Colorizing History
PHILOSOPHER George Santayana is mostly remembered for his famous aphorism about forgetting: Those who cannot remember the past are condemned to repeat it.
That's all very well. But what history should we remember?
American historian Samuel Eliot Morison once complained sarcastically that too many were trivializing history, ''writing about the origins of the Portuguese cook stove!''
Today, the great naval historian of World War II would find a different batch of historians to question: not trivializers, but revisionists repainting the huge canvas of history's biggest, most costly war - like Ted Turner colorizing old movies.
What should we make of these revisionist historians?
Some of them have suggested that Winston Churchill took Britain and the world on the wrong course in opposing Hitler. Others are now asserting that Harry Truman's intelligence aides knew Japan was ready to capitulate and that the atomic bombing of Hiroshima and Nagasaki was both vindictive and unnecessary. These separate apostasies imply that millions of people were sacrificed in vain; that the Third Reich would not have clamped an iron rule on Europe; and/or that the age of nuclear war need never have arrived.
There is more than a passing resemblance in this rewrite of World War II to revisionist historizing in the 1950s that the cold war need never have started. Its thesis: President Truman aborted the chance to continue the World War II alliance with Stalin and to prevent the Iron Curtain that Churchill both named and helped cause.
No serious historian any longer credits this cold war revisionism. Revelations about Stalin's opportunism and deadly will to extend his power have long since scotched its credibility. So did the iron rule of his successors over their post-World War II empire.
But what about today's revisionism? What about the new views of Churchill, Chamberlain, and Hitler in Europe, and Truman and the Japanese leaders at the end of the Pacific War?

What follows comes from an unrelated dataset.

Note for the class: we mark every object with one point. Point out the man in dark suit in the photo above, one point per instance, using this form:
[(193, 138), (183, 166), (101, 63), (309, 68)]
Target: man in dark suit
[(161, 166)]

Anyone who has ever visited a concentration camp site in Germany or Poland, atrocity site in Bataan or Nanking, or ground zero in Hiroshima knows these are not abstract questions. By and large the new revisionist historians deserve respect for diligence but not for analysis. They have not Oliver Stone-ized history for big screen conspiracy effect. But their analysis does suffer from a flaw. Their supposed scientific method smacks of the hubris the French ascribe to college graduates: that they know everything but nothing else.
The nothing else in this case is a feel for the reality of the times throughout the 1930s and 1940s: The bleakness that settled over Europe after Hitler's troops swallowed Czechoslovakia, then Poland within months after the Munich Pact was supposed to preserve peace. The failures of successive plots against Hitler. Random buzz-bomb attacks on British cities, and the threat of worse to come. The kamikaze behavior of Japanese troops on Iwo Jima and Okinawa. Preparations for last-ditch defense on the Japanese mainland.
To remember the civilian dead in the winners' firebombings of Dresden and Tokyo and the losers' of Coventry and London is as important as this week's solemn remembrance of Hiroshima and Nagasaki.
The Santayana lesson of not repeating history is better served by strengthening and redesigning the peacekeeping institutions - political and economic - that grew out of World War II than in redesigning the history of its beginning and its end.
That means, above all:
r Being on constant, vigorous alert to prevent the spread of nuclear, chemical, and biological weapons.
r Being much more active than today's rudderless big powers have been about improving UN and regional organization conflict-prevention and peacekeeping.
r Doing more to halt the again rising trend toward warring on civilians.
Wars are essentially irrational. How can it be rational to fight to the death over some economic, territorial, or ethnic matter while still trying to apply Queensberry rules of behavior? But the record of the World War II casualties mentioned above - as well as all the mass killings by Hitler, Stalin, Mao, Pol Pot - demands that leaders be willing to face the irrational in order to avoid it. That means being willing to confront tyrants with credible threats of retaliation if all attempts at negotiation and systems of collective peacekeeping fail.
It is this last point that is most difficult. But it is also the Santayana lesson that revisionists often miss.
We can construct a more peaceful global society in the face of pessimism. Bloody labor-management strife was endemic not too many decades ago. But we learned. Laws mandating cooling-off periods, mediators, and contract adherence changed that climate. That should be the goal, also, on the global scene.